2017-08-17

Notable Quotes #10: Jonathan Raban describes Downtown Minneapolis Skyways c. 1981

Minneapolis itself, though, had gone indoors. When it had done all it could to tinker with the Mississippi; when the bridges, mills, power plants, locks and dams had been finished; then the city had turned its back on the river and focused inward on itself. Now it was engaged in yet another exercise in utopian gadgetry; building a city within a city, a perfumed maze of artificial streets and plazas set in midair, four stories above the ground.

No wonder the streets had seemed so empty. The city had gone somewhere else and cunningly hidden itself inside its own facade. To go shopping, one had to take the elevator up to this other Minneapolis. It was a completely synthetic urban space. Glassed-in "skyways" vaulted from block to block, and the shopping plazas had been quarried out of the middles of existing buildings like so many chambers, grottoes and tunnels in a mountain of rock.

Here, fountains trickled in carpeted parks. The conditioned air smelled of cologne and was thickened with a faint, colorless spray of Muzak. The stores were open-fronted, like the stalls of a covered Arab souk. Like all the best utopias, this one was only half-built. It was the nucleus of a dream city designed to stretch out and farther out until Minneapolis-in-the-air would be suspended like an aureole over the deserted ruins of Minneapolis-on-the-ground. If one put one's ear to the walls, one might hear the distant reverberation of workmen with pneumatic drills tunneling out more corridors and plazas in the wider reaches of the city.

The skyway system was as vividly expressive of the peculiar genius of Minneapolis as the roller-coasting freeways are of Los Angeles or the glass-and-cement cliffs of New York. Only a city with really horrible weather could have arrived at such a thing. Here people had left their local nature behind altogether. It was something nasty down below, and the skyways floated serenely over the top of it. "Nature" here was of the chic and expensive kind that comes only from the most superior of florists: ornamental palms and ferns, rooted not in soil but in coppery chips of synthetic petroleum extract

Voices melted into the musical syrup of André Kostelanetz that trickled from hidden speakers in the palm fronds. Footsteps expired on the carpeted halls. At a mock-Parisian street café, the shoppers sat out at gingham tables, drinking Sanka with nonsaccharin sugar substitutes. Skyway-city turned one into an escapee. it was a place where everyone was on the run--from the brutish climate, from carcinogens, from muggers, rapists, automobile horns. Even one's own body was being discreetly disinfected and homogenized by the deodorant air. Up here, everything was real nice: we were nice people who smelled nice, looked nice and did nice things in nice places.

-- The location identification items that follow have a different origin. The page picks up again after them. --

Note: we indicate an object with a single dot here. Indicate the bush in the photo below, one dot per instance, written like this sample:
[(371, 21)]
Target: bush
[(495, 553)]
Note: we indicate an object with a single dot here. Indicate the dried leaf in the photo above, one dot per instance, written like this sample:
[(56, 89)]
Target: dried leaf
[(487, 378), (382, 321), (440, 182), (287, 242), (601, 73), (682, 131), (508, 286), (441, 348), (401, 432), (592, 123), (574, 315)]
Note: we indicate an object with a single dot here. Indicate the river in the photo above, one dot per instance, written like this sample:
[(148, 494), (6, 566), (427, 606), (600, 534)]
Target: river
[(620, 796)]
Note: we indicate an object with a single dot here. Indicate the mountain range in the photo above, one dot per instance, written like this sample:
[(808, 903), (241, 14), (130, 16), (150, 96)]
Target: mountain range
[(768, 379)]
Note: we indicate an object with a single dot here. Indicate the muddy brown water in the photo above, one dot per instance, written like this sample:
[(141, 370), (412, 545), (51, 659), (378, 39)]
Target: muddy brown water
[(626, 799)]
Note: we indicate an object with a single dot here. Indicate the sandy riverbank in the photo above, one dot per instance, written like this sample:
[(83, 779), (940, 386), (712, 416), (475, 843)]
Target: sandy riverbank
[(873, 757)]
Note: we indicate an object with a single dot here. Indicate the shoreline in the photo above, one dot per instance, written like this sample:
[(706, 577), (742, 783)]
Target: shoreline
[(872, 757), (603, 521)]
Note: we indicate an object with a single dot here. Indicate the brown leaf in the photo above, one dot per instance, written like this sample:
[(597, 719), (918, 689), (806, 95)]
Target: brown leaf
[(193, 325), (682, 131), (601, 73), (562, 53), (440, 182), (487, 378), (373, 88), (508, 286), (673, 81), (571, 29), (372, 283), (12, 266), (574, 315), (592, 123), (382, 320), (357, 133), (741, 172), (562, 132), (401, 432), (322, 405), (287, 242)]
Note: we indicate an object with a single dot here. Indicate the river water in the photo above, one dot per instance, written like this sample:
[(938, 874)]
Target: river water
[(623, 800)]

Four floors below, we could see the nasty world we'd left behind. Hennepin Avenue was stretched out in front of us, famous for the Original Sin in which it wallowed. Beneath the skyway, a crummy little store sold rubber wear and shackles. Posters for the blue-movie houses showed nipples and pudenda so imaginatively colored and airbrushed that they'd ceased to look human in origin. A wino pissed in a doorway, watched by his dog. It was a pregnant bitch, and looked vaguely ashamed of its owner.

Looking down on that fallen world from the standpoint of this temporary synthetic Eden, I thought that perhaps Minneapolis and I were really on much the same track, traveling hopefully, never arriving. I loved the audacity of that American principle which says, when life gets tainted or goes stale, junk it! Leave it behind! Go west. Go up. Move on. Minneapolis had lit out from its river. Now it was trying to wave goodbye to its own streets. The skyways were just the latest stage in its long voyage out and away. "Where ya goin'?" said the truck driver to the hitchhiker at the end of Manhattan Transfer. "I dunno. Purdy far." It was the same answer that I'd given to the drunk in Moby Dick's, and on the skyways the whole city seemed to be echoing that classic traveler's statement of intent.

[From British travel writer Jonathan Raban's 1981 book, Old Glory: an American Voyage, about a trip down the Mississippi from Minneapolis to New Orleans.]